At the moment I am working on case for extracting hourly a data using Analytics API 2.0. The idea is to extract 3 dimensions with several metrics. My first dimension has around 1300 rows, second around 10 rows, third around 100 rows.
Following the documentation the ETL is making a breakdown for the over the 3 dimensions and in average I need to execute around 3000 request. When running the requests consecutively the whole process is taking more than 20 minutes. I have the possibility to run the requests in parallel ( 2,4,10, 16) but in this case I am receiving the error "too many requests" in more than 50 % of the calls.
My questions consists in the following:
- What are the max limits of parallel requests?

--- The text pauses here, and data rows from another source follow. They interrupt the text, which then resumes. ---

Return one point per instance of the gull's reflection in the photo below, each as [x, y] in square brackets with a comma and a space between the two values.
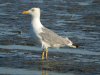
[44, 66]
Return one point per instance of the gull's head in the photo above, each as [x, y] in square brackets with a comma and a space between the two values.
[33, 11]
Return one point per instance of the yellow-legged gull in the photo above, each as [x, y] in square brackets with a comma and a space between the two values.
[44, 36]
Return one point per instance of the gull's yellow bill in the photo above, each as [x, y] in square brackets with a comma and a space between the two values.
[26, 12]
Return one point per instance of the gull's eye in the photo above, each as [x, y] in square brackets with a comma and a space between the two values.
[32, 9]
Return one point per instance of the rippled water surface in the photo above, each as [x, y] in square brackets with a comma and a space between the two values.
[77, 19]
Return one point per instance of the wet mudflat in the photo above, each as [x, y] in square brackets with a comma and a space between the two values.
[79, 20]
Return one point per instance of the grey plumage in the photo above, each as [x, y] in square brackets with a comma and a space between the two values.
[53, 39]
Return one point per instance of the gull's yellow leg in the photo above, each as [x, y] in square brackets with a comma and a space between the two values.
[46, 53]
[43, 54]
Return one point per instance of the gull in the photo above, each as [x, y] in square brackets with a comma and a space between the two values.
[43, 36]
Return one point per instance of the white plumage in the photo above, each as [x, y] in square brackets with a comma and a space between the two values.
[44, 36]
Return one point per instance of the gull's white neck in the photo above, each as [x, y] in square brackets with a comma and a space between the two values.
[36, 24]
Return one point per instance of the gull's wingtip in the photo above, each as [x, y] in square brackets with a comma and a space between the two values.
[75, 46]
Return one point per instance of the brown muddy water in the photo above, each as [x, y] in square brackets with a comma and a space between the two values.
[77, 19]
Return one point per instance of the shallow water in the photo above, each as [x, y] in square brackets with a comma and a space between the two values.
[77, 19]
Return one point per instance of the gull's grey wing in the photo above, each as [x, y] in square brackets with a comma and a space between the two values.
[53, 39]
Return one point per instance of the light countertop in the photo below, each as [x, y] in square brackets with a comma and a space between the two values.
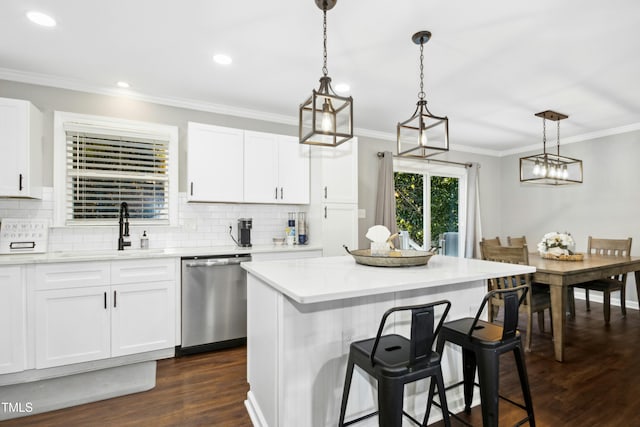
[314, 280]
[110, 255]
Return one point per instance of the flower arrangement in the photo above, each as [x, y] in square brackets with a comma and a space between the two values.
[557, 244]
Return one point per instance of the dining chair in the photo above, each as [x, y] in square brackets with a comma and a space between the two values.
[516, 241]
[534, 302]
[605, 247]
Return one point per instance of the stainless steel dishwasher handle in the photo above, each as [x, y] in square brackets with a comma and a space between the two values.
[215, 262]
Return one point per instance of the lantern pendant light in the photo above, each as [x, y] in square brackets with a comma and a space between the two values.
[423, 135]
[548, 168]
[326, 118]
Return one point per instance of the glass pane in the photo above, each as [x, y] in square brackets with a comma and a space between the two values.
[409, 191]
[444, 213]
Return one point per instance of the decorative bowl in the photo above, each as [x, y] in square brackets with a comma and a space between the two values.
[393, 258]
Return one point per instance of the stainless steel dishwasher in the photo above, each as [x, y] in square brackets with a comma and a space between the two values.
[214, 303]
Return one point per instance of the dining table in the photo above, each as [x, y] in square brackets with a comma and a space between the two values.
[559, 275]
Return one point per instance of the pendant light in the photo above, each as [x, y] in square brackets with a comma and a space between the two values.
[548, 168]
[326, 118]
[423, 135]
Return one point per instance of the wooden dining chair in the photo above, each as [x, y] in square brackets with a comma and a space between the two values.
[534, 302]
[606, 247]
[516, 241]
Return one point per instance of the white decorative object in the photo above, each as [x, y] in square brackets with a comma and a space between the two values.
[557, 244]
[379, 236]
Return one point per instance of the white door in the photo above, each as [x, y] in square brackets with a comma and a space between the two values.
[293, 170]
[72, 326]
[142, 317]
[14, 147]
[340, 173]
[214, 163]
[339, 227]
[261, 168]
[12, 319]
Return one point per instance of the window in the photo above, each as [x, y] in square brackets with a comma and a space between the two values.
[430, 204]
[101, 162]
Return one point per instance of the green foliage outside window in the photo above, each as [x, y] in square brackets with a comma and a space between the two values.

- Are there any limits for requests per hour or per minute and are they configurable?
For the Analytics 2.0 APIs, the throttle limit is set at 120 calls per minute, per user, regardless of report suite or company. When the throttle limit is crossed, the server returns an HTTP 429 status to the user the with message content: "too many requests". Note that the throttle applies at the API gateway layer. The throttle limits can't currently be raised.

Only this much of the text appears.